The columns in your index are backwards, based on the query, and that's why you see using where in the query plan.

To invoke a well-worn illustration, let's consider the telephone directory.

Your query is WHERE last_name < 'smith' AND first_name = 'john'.

The fact that the first names are sorted within each sorted group of last names is of no real value, because we still have to consider all of the people in a large portion of the directory (everyone before Smith) and evaluate their first names individually within each distinct last name. That's why your row estimate is so large.

If both expressions were equality comparisons, the server could indeed go directly to the 8 rows. If the leftmost column in the index were subject to the equality comparison and the second column were the "less than" comparison, the server could again go directly to the rows in question, because they would all be adjacent in the index.

An index with the two columns in the opposite order will most likely give very different performance.

Generally, using where with a key value from among possible_keys also shown means that the index is helping some, but the server is still having to evaluate what the index finds and eliminate additional rows using expressions in the where clause.

The faster response on identical queries is probably the query cache in action. The faster response on similar queries possibly means your innodb_buffer_pool_size is too small for your workload and all of the random reads required by the lack of an optimum index means a lot of pages loaded into the pool from disk on first execution.

Question 2

Your existing index on (GWAS_T2D_PVALUE, MOST_DEL_SCORE, _13k_T2D_EA_MAF), I would consider reversing the order of the columns to (MOST_DEL_SCORE, GWAS_T2D_PVALUE, _13k_T2D_EA_MAF) and here is why.

Think of the indexing as this. The first index has the GWAS_T2D_PVALUE. So you have a file cabinet with all these values sorted by value. Then, within EACH of these common value entries, it will put in all the MOST_DEL_SCORE in order within that... then finally all the _13k sorted within that.
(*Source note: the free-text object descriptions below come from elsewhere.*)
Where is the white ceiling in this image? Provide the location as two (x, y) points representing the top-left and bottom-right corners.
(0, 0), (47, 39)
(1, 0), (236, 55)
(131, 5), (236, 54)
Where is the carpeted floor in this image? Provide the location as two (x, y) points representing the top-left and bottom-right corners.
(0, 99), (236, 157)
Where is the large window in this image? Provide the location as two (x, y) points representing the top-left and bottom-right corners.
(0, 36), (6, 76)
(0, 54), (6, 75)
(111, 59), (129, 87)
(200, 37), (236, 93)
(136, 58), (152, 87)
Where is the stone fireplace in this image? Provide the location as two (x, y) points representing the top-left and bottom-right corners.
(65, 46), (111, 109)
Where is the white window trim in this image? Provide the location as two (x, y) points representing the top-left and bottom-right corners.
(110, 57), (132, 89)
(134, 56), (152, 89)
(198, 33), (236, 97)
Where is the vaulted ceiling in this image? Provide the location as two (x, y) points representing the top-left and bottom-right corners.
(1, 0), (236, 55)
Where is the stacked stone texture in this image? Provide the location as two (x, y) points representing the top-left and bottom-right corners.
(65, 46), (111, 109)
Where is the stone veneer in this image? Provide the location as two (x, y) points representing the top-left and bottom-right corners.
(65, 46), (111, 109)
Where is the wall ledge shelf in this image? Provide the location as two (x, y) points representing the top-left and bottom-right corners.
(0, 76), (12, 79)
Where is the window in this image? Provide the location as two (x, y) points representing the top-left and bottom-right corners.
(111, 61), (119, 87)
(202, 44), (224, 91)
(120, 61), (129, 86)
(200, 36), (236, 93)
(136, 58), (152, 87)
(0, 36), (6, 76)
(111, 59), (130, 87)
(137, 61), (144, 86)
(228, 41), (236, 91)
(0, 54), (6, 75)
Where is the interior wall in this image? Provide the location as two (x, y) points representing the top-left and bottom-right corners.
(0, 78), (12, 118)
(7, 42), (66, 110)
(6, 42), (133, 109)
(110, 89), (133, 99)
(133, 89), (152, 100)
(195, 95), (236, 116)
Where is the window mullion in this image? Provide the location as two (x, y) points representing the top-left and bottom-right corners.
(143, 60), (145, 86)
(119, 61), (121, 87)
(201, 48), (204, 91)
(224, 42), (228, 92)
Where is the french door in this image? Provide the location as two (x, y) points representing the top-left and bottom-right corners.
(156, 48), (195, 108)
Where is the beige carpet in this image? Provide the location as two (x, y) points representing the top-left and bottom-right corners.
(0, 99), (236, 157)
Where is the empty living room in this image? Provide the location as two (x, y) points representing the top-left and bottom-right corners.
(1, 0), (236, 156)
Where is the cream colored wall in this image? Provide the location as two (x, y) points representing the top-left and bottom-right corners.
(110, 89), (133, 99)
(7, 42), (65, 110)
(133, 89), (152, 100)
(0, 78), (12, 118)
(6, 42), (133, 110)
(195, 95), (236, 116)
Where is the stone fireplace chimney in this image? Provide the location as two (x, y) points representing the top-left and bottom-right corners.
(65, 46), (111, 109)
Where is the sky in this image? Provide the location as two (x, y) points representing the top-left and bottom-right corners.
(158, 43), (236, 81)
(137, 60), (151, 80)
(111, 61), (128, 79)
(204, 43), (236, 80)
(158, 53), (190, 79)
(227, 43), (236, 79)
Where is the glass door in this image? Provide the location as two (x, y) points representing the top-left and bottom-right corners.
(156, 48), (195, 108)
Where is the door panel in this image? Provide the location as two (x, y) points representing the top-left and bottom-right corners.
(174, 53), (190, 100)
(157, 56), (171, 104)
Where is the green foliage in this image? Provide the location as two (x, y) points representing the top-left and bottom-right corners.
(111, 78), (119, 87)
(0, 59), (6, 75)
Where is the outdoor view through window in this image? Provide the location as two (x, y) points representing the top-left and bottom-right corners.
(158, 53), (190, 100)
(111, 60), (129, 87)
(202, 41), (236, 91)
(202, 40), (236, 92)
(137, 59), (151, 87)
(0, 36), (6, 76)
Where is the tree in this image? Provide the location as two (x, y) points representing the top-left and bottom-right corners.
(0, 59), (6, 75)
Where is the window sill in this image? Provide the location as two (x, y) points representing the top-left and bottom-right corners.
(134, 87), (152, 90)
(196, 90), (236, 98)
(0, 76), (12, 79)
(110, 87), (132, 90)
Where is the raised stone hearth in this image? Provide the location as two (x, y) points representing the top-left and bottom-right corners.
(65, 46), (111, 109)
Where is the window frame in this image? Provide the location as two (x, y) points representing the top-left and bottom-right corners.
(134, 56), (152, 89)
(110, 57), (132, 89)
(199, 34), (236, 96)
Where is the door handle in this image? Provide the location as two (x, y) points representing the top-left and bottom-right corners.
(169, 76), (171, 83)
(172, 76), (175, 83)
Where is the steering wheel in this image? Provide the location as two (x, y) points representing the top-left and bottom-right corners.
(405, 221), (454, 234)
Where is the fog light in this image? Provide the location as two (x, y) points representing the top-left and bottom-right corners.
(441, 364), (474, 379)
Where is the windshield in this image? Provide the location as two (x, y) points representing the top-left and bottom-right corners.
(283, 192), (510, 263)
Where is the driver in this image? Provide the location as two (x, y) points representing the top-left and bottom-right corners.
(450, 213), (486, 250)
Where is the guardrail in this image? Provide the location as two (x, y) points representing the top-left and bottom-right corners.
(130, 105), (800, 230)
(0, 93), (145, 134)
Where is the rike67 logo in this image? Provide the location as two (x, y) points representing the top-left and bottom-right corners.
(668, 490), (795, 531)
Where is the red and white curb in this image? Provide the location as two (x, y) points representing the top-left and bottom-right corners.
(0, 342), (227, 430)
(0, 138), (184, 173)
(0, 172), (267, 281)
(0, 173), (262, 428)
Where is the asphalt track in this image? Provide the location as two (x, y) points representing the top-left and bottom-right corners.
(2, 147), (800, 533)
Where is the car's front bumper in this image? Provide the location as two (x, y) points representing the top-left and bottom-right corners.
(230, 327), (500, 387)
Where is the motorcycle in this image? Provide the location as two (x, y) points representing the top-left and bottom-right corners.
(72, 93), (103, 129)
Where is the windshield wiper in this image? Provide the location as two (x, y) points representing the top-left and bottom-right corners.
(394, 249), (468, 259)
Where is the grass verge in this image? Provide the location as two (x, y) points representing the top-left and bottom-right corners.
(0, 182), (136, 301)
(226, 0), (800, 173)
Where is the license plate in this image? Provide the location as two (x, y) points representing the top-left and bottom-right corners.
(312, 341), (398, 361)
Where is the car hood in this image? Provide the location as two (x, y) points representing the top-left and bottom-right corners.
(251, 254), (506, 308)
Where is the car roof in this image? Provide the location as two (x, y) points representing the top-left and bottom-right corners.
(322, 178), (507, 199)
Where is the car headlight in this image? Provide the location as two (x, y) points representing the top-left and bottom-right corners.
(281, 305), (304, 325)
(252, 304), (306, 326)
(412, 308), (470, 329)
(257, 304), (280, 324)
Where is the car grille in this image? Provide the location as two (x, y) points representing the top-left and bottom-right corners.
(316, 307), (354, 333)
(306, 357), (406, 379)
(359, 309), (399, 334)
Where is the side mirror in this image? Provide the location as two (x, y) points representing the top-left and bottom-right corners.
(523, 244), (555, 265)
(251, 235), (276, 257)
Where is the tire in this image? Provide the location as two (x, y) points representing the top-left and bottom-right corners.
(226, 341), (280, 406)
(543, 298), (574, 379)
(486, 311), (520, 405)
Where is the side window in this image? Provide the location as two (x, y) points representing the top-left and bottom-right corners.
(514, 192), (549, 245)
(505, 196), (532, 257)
So, in order to process your query, you need to pull out all the files with the PVALUE < .05 (or whatever). Then, you have to manually run through each file for those that have your specific value for MOST_DEL_SCORE of 1 and pull those out.

Now, try the alternate index. You still have a file cabinet, but each file is for a specific MOST_DEL_SCORE. So, if you have 20 scores, you have 20 files to look at. Since you are always looking for the ONE INSTANCE "MOST_DEL_SCORE = 1", you have one file and you are almost done. Your next criteria is for the GWAS_T2D_PVALUE < .05. Since these were the secondary sort to the index, these are all sorted ready to go. So the engine can quickly start at the first record and go up to the .05 and stop. It doesn't have to keep going through all the other combinations the first index offers.

Just a suggestion, but I've seen historical querying improvements based on the proper index matching the criteria to the more specific and working out to the more generic at the subsequent columns in the index.